С другой стороны, образы и идеи, считал он, прежде всего, составляющими само искусство, а с искусством он себя не отождествлял. Хотя он чувствовал, что, да, - то, что отражается в зеркалах читающих глаз это и есть его образ, то есть, это он как образ. Также он был склонен рассматривать себя и как нескончаемое спотыкание, одна об другую, идей. И понятно, что он вообще не мог себя представить как-то вне искусства.
Одни были рады чувству, что они часть искусства. Это были рассказы-праздники, рассказы-язычники, рассказы-стихии – широкого содержания и богатого слога.
       В нем же это чувство только обостряло интерес к самому себе, тому сюжетному решению, развитию которого была посвящена его жизнь.  Любопытно, что в эпоху первых саморазвивающихся рассказов, каждый имел внутри себя совесть,  но не ценил ее, а напротив читал чем-то вроде креста, тяжести. Чтобы избавиться от нее целой жизни мало.
       
       Жизнь его в своей основе будет довольно предсказуема и прозаична... Он выберет себе музу, В их жизни возникнет важнейший мотив. Вместе они наживут много и счастливых и тревожных страниц. Мотив перерастет в конфликт – возникнет новое слово, новая реальность, которой предстоит стать новым произведением.  Наш рассказ посвятит ему немало страниц. Потом он поймет что большего, чем дал, он дать уже не сможет, он замолчит, и, наконец, займется дописыванием себя - это будет последняя редакция.
       И вдруг все кончится...
       Настанет безрадостный день, когда его напечатают.

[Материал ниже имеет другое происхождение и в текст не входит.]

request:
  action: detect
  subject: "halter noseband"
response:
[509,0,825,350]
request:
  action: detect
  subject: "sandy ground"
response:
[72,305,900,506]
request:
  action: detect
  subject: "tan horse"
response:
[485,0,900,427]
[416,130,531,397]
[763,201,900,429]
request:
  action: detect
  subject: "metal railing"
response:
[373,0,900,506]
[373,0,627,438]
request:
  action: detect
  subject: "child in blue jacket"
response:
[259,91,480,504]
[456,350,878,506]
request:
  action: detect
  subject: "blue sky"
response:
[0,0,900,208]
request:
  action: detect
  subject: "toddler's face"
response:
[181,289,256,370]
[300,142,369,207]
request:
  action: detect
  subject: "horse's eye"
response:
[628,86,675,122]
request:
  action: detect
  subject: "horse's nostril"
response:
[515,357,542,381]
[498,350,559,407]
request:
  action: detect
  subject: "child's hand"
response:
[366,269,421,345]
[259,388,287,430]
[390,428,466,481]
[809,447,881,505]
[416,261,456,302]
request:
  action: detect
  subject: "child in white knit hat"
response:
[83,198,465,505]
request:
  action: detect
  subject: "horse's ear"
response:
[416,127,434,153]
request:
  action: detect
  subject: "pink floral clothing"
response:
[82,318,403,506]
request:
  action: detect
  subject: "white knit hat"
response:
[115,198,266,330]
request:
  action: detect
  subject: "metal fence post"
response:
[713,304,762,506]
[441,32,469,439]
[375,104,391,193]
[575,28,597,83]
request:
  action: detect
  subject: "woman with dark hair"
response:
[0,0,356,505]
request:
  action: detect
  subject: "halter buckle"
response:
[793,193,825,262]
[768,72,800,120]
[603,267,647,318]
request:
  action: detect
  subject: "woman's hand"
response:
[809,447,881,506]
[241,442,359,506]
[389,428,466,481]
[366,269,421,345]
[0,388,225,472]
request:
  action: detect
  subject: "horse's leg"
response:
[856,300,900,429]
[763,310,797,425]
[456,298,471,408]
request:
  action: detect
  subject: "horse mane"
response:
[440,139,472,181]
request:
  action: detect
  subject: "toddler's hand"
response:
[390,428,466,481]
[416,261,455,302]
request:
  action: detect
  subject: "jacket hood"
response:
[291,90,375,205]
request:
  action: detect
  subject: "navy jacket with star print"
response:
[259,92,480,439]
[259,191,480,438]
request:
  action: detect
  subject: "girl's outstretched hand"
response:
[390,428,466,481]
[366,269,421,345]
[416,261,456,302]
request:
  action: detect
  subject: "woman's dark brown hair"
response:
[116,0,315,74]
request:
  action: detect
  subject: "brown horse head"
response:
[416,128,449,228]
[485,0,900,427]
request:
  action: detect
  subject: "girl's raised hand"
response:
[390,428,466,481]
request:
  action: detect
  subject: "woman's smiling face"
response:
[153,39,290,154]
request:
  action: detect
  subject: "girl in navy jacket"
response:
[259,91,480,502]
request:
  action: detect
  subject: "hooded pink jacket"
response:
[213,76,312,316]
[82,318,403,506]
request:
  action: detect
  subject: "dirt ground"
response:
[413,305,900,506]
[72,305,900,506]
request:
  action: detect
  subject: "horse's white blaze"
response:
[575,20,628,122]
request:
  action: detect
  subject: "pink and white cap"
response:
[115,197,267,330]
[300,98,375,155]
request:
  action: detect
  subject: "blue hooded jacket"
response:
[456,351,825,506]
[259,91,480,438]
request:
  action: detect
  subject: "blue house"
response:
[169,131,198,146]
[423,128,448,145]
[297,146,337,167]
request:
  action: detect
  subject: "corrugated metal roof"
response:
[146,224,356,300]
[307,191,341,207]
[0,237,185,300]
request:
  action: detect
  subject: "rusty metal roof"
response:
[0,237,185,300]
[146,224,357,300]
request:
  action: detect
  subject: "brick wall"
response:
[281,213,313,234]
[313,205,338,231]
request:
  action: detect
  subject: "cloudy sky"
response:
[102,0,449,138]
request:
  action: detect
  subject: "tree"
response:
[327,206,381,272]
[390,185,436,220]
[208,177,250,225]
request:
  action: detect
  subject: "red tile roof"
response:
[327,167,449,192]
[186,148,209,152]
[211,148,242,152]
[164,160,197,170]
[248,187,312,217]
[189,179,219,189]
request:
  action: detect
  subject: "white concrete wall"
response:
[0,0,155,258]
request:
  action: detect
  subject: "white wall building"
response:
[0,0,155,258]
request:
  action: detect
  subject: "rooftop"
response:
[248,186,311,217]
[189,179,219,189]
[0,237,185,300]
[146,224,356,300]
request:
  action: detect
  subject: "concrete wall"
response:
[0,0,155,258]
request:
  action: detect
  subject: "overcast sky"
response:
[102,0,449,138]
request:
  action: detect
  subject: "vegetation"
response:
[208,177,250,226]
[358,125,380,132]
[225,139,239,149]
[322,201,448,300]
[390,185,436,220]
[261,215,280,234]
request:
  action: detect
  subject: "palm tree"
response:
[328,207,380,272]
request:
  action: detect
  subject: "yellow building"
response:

       Грустно пропоют рецензии, с сожалением откликнутся первые критические отзывы. А он будет лежать - старый солидный роман, в черной стильной обложке, в белоснежном костюме... Еще как будто целый, но уже невидимо разложенный на тысячи, миллионы знаков и их комбинаций, которые, попав в материю человеческого духа, вырастут в множестве раскрытых ртов, вздохов, полувздохов, нежных задумчивостей, колючих покашливаний, цепких возражений...
       
       Наш рассказ медленно подходит к завершению, к той границе, которую он сам поставил для себя.
То, что здесь написано, только его слепок, его вчерашнее, уже сегодня живущее только в его памяти, "я". Он проводит по этой границе рукой, словно по стеклу окна. Он смотрит так словно что-то забыл. Он представляет, что у него есть рука, гладит ею представляемого кота и смутно что-то чувствует. Скоро он научится представлять и воплощать больше.
А пока он самый настоящий рассказ, уже переставший быть новеллой, но еще не ставший повестью.